If you look on the back of a bottle of our Sloop Betty Handcrafted Wheat Vodka, you’ll notice the words “Produced and Bottled by Blackwater Distilling.” Those words are our honest acknowledgement that we do not distill the spirits that make up Sloop Betty, but we are transforming spirits distilled elsewhere into something uniquely delicious at our distillery.
When we set out to make Sloop Betty, we wanted to make a vodka that would stand out against other top-shelf vodkas with millions in marketing dollars behind them based on quality alone. To accomplish that, we did a number of recipe development distillations on our three-gallon Holstein still (the biggest still we could afford when we founded the company in the midst of the 2008 financial crisis!), and settled on a combination of organic wheat and organic sugar cane as our base. We then went in search of distillers who could make truly outstanding neutral spirits out of those two raw materials.

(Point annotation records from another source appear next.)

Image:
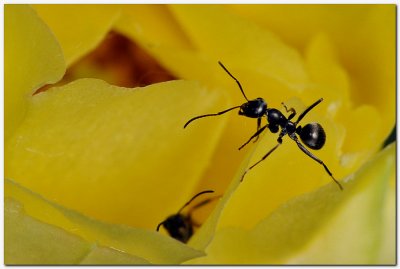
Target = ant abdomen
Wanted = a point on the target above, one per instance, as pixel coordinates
(313, 135)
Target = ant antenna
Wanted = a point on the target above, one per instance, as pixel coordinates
(194, 197)
(237, 81)
(207, 115)
(308, 110)
(159, 225)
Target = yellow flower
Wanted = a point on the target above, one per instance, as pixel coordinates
(121, 156)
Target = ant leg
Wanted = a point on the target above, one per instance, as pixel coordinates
(308, 110)
(253, 136)
(258, 128)
(294, 138)
(263, 158)
(202, 203)
(207, 115)
(293, 112)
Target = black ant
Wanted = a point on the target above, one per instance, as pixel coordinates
(312, 134)
(180, 226)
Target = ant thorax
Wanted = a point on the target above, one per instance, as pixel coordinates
(254, 108)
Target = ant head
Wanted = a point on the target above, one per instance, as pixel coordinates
(179, 227)
(254, 108)
(313, 135)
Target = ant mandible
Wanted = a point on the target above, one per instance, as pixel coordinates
(312, 134)
(180, 226)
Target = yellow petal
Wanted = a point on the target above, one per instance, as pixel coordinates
(276, 78)
(32, 224)
(32, 58)
(151, 25)
(365, 38)
(323, 227)
(205, 234)
(78, 28)
(116, 154)
(215, 32)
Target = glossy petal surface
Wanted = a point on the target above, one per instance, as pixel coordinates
(81, 28)
(112, 153)
(27, 65)
(36, 228)
(321, 227)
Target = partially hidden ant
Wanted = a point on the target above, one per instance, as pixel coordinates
(312, 134)
(180, 226)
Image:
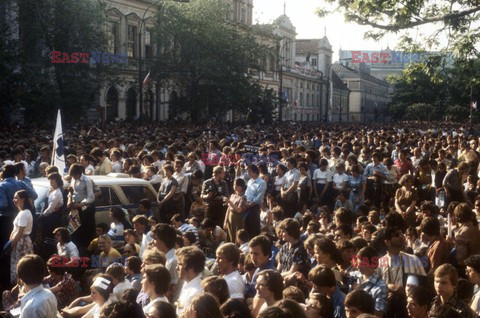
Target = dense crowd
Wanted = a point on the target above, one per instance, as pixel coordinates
(250, 221)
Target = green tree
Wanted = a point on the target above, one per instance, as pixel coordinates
(207, 60)
(42, 87)
(453, 19)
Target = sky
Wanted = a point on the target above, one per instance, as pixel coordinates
(310, 26)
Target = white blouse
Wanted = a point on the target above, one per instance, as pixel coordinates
(24, 219)
(55, 201)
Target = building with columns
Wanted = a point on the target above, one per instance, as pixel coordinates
(368, 94)
(127, 30)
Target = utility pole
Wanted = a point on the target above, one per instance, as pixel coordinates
(471, 105)
(280, 89)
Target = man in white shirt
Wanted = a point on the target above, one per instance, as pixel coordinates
(164, 236)
(140, 224)
(38, 301)
(396, 265)
(228, 256)
(191, 262)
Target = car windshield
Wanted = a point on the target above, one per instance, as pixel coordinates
(42, 198)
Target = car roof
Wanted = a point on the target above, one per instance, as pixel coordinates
(100, 181)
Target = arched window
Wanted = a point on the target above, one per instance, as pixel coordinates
(149, 105)
(112, 104)
(131, 103)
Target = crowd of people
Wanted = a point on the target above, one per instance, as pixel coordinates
(250, 221)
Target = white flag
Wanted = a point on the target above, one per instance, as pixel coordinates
(58, 148)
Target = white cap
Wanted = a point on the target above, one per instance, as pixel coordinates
(412, 280)
(101, 283)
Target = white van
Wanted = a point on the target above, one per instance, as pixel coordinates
(116, 190)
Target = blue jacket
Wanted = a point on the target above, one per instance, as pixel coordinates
(8, 187)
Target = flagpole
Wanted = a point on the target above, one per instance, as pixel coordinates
(471, 105)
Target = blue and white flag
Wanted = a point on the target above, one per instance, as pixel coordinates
(58, 148)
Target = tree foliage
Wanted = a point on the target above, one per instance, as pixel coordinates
(207, 61)
(41, 86)
(419, 95)
(453, 19)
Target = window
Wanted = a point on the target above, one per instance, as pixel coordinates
(112, 34)
(135, 193)
(228, 13)
(107, 197)
(132, 41)
(148, 45)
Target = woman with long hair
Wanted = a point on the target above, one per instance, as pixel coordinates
(237, 203)
(204, 305)
(269, 290)
(406, 198)
(52, 215)
(20, 242)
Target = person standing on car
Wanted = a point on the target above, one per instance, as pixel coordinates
(213, 191)
(81, 197)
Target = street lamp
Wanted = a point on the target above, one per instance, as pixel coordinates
(330, 89)
(140, 79)
(280, 89)
(280, 108)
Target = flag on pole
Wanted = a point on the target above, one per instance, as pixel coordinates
(146, 80)
(473, 105)
(58, 148)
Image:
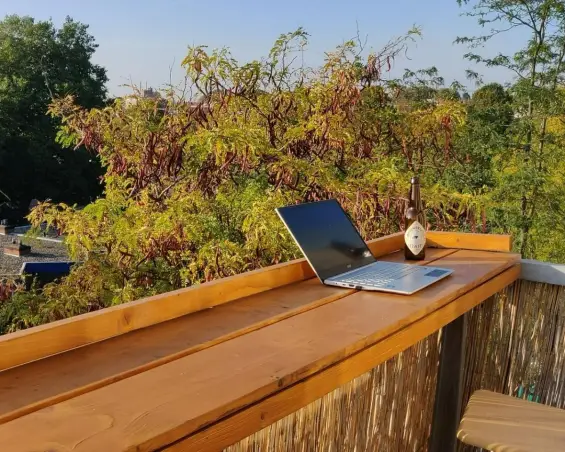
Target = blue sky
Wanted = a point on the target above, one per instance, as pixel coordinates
(140, 40)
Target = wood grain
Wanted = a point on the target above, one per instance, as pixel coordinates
(178, 398)
(506, 424)
(56, 337)
(461, 240)
(41, 383)
(240, 425)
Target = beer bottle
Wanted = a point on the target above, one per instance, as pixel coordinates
(415, 231)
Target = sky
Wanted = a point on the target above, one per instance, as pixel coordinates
(140, 41)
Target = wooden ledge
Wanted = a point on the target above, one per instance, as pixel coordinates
(178, 400)
(39, 342)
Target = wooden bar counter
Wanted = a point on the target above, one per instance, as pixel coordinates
(202, 368)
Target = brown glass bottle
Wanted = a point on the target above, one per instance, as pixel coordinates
(415, 225)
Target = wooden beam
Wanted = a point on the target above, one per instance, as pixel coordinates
(238, 426)
(51, 380)
(179, 398)
(56, 337)
(461, 240)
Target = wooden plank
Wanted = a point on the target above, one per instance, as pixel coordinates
(162, 405)
(238, 426)
(56, 378)
(36, 343)
(487, 242)
(449, 387)
(506, 424)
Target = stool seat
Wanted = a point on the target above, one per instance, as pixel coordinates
(498, 422)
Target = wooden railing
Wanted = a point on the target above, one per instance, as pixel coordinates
(377, 393)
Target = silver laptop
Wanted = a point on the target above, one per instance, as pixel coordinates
(340, 257)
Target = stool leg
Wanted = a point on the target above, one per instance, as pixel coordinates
(449, 388)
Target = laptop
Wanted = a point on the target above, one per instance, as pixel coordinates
(339, 256)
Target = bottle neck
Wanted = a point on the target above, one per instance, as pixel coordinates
(415, 200)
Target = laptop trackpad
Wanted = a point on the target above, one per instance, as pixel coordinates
(436, 273)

We found a distillery in Italy that makes a bright spirit from organic Italian red wheat with wonderful berry-like notes, and a distillery in Brazil that makes a clean sugar cane spirit with just a hint of sweetness and vanilla, which we use as an accent in our wheat vodka to naturally cut the burn usually found in grain-based spirits. Sloop Betty is a blend of those two spirits: 80% organic wheat, and 20% organic sugar cane. At the distillery, we lightly filter the combination of spirits through a blend of activated carbon that highlights, rather than eliminates, the berry notes from the organic wheat, and bring the vodka down to bottle proof with water from local aquifers that we filter on site.
On the back of a bottle of Picaroon Maryland Rum, you’ll see the words “Distilled and Bottled by Blackwater Distilling.” This is how we indicate that we are making Picaroon entirely from scratch, right here in Maryland. We start with a cane sugar that is as raw as you can get—nothing added, nothing removed—and a strain of yeast from the island of Martinique, which we ferment at Caribbean temperatures to bring out the tropical fruit aromas that are a signature of our rum. Click here to read more about the process we use to make Maryland’s most sippable rum.
In the future, you’ll see Blackwater Distilling products, particularly whiskies, some of which we’ll be making entirely from scratch at the distillery, and others where we’ll be adding our own touch to something born half a world away. Others will be collaborations with local breweries and wineries where we’re distilling an alcohol on-site that was mashed or fermented elsewhere. Our promise to you is that we’ll always be honest about what we’re doing, and you’ll always be able to tell from our packaging whether a product is “produced and bottled” or “distilled and bottled” by Blackwater Distilling.